Ho appena letto sul Fesso Quotidiano un articolo su Trump di un tale rimbecillito che si chiama Leonardo Coen..una roba da scompisciarsi, che schiuma invidia e presunzione da ogni sillaba..

Sono simili pagliacci che mi fanno pensare "piuttosto che condividere il mio pensiero con simili sottosviluppati è meglio Trump"


----------



## mandraghe (9 Novembre 2016)

Zetton ha scritto:


> Per inciso, anche io a pelle preferivo Trump, *sembra una persona molto più autentica*. Il fatto è che se l'America fa porcate, poi a farne le spese siamo anche e soprattutto noi europei, come ha ben insegnato la crisi dei subprime del 2008, imho è importante capire quanto questo personaggio è affidabile.



This, la Clinton si vedeva lontano un miglio che era costruita, falsissima e ipocrita e che pur di diventare presidente sarebbe passata sopra a tutto, corna comprese. Trump invece è sempre apparso più genuino, con tutti i difetti ed i pregi e credo che alla fine sia stato questo il motivo principale della sua vittoria. 

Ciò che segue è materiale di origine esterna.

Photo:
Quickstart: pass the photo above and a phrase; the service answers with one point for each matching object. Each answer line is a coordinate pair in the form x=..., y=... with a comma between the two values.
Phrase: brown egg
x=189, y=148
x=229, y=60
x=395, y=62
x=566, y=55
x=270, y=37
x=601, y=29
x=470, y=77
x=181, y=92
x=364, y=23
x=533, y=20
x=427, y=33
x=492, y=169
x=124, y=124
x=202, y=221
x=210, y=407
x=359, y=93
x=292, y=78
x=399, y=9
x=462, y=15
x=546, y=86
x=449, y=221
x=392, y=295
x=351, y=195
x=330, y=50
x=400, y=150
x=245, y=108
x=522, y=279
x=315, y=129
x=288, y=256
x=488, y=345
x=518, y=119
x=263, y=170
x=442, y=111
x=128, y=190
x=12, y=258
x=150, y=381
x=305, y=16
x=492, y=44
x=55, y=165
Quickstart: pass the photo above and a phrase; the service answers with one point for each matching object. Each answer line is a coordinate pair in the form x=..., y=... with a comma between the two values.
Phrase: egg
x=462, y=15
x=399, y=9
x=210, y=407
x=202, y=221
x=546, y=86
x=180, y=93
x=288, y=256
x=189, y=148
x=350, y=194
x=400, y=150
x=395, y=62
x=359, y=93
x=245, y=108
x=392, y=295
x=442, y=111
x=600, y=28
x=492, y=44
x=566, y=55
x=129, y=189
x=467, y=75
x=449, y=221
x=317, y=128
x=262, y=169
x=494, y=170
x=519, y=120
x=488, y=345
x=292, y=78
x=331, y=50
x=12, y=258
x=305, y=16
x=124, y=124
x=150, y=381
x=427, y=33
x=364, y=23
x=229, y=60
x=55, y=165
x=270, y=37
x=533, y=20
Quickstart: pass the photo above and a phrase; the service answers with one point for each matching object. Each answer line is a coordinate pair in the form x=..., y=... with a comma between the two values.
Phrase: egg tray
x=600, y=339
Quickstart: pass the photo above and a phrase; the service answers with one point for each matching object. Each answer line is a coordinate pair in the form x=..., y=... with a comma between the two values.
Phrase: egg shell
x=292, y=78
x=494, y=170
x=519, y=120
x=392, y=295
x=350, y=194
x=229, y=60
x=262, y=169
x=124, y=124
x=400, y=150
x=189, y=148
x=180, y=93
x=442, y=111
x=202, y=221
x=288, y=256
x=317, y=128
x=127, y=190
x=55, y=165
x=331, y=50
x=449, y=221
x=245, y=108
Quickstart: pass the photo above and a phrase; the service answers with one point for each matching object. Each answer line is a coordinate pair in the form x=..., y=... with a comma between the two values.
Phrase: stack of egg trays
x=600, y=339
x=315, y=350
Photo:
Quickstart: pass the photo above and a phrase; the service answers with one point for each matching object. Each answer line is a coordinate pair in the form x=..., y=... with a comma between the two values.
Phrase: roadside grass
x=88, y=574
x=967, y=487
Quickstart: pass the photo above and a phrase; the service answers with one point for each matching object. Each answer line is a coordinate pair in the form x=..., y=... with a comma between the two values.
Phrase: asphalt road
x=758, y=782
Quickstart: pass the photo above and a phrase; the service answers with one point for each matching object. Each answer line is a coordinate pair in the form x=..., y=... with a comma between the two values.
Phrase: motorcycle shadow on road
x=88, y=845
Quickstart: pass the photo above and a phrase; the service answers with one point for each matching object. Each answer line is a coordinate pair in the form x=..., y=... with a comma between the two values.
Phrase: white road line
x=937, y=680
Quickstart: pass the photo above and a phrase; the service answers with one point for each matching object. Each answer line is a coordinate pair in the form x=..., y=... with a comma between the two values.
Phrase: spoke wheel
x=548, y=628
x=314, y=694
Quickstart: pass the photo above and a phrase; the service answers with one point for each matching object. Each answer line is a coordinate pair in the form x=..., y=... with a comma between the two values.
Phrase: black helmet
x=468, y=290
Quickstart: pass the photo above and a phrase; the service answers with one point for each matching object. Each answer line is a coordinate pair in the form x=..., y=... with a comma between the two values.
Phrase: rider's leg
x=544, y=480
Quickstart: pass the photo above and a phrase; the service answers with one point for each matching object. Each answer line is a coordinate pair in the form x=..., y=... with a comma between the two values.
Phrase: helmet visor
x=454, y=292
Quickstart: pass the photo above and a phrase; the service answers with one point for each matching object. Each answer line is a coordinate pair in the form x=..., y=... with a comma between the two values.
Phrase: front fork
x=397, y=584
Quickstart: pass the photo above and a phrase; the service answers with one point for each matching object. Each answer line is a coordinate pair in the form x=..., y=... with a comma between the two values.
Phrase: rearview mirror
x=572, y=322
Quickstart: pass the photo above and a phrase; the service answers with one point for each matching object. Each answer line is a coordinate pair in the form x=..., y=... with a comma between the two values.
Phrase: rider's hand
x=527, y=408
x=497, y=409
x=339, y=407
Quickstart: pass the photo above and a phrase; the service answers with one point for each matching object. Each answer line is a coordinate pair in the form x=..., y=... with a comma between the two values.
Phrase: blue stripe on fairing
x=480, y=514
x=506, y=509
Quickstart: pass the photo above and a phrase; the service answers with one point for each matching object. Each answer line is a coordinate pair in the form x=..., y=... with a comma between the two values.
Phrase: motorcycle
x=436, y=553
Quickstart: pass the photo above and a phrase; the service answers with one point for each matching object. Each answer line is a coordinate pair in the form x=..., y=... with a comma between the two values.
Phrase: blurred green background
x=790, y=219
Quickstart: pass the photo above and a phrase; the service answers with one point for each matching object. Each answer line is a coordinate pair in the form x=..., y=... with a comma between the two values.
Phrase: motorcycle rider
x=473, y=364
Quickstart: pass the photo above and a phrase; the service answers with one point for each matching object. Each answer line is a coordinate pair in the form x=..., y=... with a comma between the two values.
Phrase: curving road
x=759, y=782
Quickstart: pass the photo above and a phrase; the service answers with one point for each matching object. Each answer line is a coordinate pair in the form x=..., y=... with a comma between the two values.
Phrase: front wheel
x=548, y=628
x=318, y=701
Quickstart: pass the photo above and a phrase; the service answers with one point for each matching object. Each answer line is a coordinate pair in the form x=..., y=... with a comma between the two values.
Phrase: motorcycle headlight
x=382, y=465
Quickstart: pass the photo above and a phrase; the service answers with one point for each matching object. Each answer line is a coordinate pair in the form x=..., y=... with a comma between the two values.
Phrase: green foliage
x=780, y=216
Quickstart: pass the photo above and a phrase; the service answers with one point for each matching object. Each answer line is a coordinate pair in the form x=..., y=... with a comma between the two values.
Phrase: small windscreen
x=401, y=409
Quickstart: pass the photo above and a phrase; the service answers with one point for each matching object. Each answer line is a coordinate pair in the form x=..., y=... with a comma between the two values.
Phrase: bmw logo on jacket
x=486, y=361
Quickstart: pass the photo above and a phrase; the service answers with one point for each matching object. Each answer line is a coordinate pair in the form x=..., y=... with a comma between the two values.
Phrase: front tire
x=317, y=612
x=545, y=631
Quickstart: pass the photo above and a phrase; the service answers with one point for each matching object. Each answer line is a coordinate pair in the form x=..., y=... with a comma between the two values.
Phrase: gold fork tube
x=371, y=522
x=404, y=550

Trump è pericoloso? Può essere...ma la Clinton è stata quella che, durante il primo mandato di Obama ha avallato tutte le scelte scriteriate nella politica estera USA: dalle cosiddette primavere arabe alla Libia, per finire con il disastro siriano e iracheno.

Perciò molti benpensanti invece di guardare all'appartenenza politica dei due candidati avrebbero fatto meglio a guardare cosa ha combinato la Clinton e solo dopo una attenta analisi avrebbero dovuto valutare chi era davvero pericoloso.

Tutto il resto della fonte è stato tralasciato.